Caro Giacomo Correale,

grazie di nuovo: sei sempre così lucido nei tuoi interventi che è un piacere leggerti.
Non per tutti, forse, ma per me sì.
Poni un problema grosso, con la tua ultima e-mail; grosso e perdente: qui in Italia ormai sembra si sia deciso di provare il peggio, e forse è un'esperienza utile anche questa.
Chi ti risponde dice che hai ragione in parte, perché, se le tue previsioni sono vere per il breve periodo, non lo sono più se rapportate alla lunga distanza.
Tu sei stato molto preciso nei calcoli: vorrei che lo fossero anche i tuoi contraddittori. Che mi dicessero, cioè, quanto dura il breve periodo di cui parlano:
5, 8, 13 anni? È per i miei figli: sapere se dovranno accontentarsi di una scuola pubblica di basso profilo solo per le elementari oppure per tutto il loro ciclo scolastico.

Sei anche accusato di ideologia.
Difendi il monopolio, dicono. È falso: non esiste monopolio dell'istruzione, in Italia. C'è una Costituzione che impone allo Stato di garantire a tutti un'istruzione paritaria, indipendentemente dalla propria appartenenza di classe o dal proprio credo religioso.
L'istruzione privata è lasciata libera, purché senza oneri per lo Stato.
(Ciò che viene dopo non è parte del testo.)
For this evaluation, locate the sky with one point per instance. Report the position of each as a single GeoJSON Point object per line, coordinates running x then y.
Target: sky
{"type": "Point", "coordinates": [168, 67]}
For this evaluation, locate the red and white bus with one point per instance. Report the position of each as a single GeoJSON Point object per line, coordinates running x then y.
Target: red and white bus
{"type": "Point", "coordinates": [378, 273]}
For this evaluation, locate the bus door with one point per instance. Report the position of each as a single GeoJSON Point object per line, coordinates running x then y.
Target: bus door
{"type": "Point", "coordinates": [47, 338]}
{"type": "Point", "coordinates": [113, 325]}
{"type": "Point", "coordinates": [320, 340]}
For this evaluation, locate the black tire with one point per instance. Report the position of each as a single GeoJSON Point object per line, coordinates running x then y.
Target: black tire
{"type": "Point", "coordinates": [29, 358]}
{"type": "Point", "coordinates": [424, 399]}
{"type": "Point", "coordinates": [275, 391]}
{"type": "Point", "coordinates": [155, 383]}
Ma, si dice, così non si lascia alle famiglie meno abbienti la facoltà di scegliere fra modelli educativi diversi e concorrenti.
Falso problema: la scuola pubblica non offre un modello educativo "targato" o "orientato", né in un senso né nell'altro: non le sarebbe possibile, considerato il numero delle persone che ci lavorano.
Lasciatemi parlare da esperto: oggi in Italia la scuola pubblica è l'unico baluardo della libertà di insegnamento e di apprendimento.
Con questo voglio dire che nella scuola pubblica si trovano insegnanti di buon livello, di ogni credo politico, di ogni confessione religiosa. Tali insegnanti sono liberi di dare al proprio intervento professionale il taglio e l'impostazione che ritengono più opportuna, purché il tutto avvenga nel rispetto degli obiettivi nazionali e del piano dell'offerta formativa decisa e approvata democraticamente dagli organi collegiali.
Non solo: nella scuola pubblica esiste la possibilità concreta per docenti e studenti di creare percorsi formativi extracurricolari di ogni tipo e finalità.
Possibilità concessa a tutti, senza preclusioni di natura ideologica o politica.
Tutto questo, e parlo per esperienza diretta, nella scuola privata (flessibile in entrata e in uscita!) non è possibile!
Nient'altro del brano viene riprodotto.